Some applications are designed to pull data from a central database into a local cache. For example, on-the-road sales personnel only connect occasionally to the central database to get the latest inventory data. Or heavy processing of business logic is offloaded from the production database server, processed locally and sent back to the production database. These applications need a way to track data changes in order to know what data has been changed. Before SQL Server 2008, application developers had to implement custom tracking solutions using triggers or timestamp columns, and creat additional tables in order to track data changes. As we all know, triggers are expensive. Each table involved in the DML operation is checked recursively via an internal function for the presence of a trigger. In addition, because triggers are executed as a part of the transactions that cause them to be invoked, the transactions take longer to commit and introduce complicated blocking issues. SQL Server 2008 provides a new feature, Change Tracking. Change tracking is great for building one-way or two-way synchronization applications and is designed to work with Sync Services for ADO.NET. Application developers can use Change Tracking to synchronize any data between SQL Server databases, or even between SQL Server and non-SQL Server databases. Compared with replication, Change Tracking is more for developers than DBAs as it provides developers with a flexible foundation to build synchronization applications with .NET, but lacks stored procedure support or built-in monitoring tools like Replication Monitor.
Enabling Change Tracking on an existing table does NOT require any changes on the table schema. The only requirement is that the table must already have a primary key. Change tracking information is recorded synchronously on transaction commit time so it presents an accurate sequence of DML operations. Although Change Tracking is executed synchronously with transactions, its performance overhead is very light compared to triggers. Besides, it captures only the values of the primary key columns of the changed rows and records the values in the change tracking table. These values can be joined with the base table to get the changed data. There is less storage overhead compared with Change Data Capture (for more information, see MAKs CDC series) because non-key columns are not captured in the change tracking table. However, because only net changes, not intermediate changes, to data rows can be queried, Change Tracking is not suitable for auditing.
In this article, we will demonstrate how to set up Change Tracking on the table HumanResources.Department in the database AdventureWorks2008 and how to query the changed data.

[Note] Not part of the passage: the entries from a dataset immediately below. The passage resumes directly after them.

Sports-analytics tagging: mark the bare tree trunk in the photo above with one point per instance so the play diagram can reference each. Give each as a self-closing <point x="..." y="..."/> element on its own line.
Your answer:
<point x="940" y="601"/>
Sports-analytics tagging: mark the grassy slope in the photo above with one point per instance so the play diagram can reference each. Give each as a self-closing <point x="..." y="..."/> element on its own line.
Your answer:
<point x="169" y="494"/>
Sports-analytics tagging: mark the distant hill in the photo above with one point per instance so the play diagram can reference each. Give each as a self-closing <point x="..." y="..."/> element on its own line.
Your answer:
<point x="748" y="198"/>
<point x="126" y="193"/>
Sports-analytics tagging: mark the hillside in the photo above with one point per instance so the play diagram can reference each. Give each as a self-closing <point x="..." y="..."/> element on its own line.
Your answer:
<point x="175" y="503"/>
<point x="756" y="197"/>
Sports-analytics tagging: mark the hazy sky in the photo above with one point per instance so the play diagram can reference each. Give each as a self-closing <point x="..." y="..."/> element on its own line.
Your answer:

If you havent installed the AdventureWorks2008 sample database, you can download it from http://msftdbprodsamples.codeplex.com/Release/ProjectReleases.aspx?ReleaseId=18407
Before you enable change tracking on a table, you need to enable change tracking for the database. Execute the following command to enable Change Tracking on the AdventureWorks2008 database.
ALTER DATABASE AdventureWorks2008 SET CHANGE_TRACKING = ON (AUTO_CLEANUP=ON, CHANGE_RETENTION=8 hours) GO
When this command runs, it also enables automatic cleanup of change tracking information as the AUTO_CLEANUP option is turned on. The retention period is set to at least 8 hours. An internal task runs every 30 minutes to remove old transactions. SQL Server will also begin to populate an internal system table sys.syscommittab with transaction information. This table will have one row for every transaction that causes data modifications on tracked tables in the database. Although this table cannot be viewed in non-DAC connections, the information in the table is exposed by a DMV, sys.dm_tran_commit_table. Here are the columns in the DMV.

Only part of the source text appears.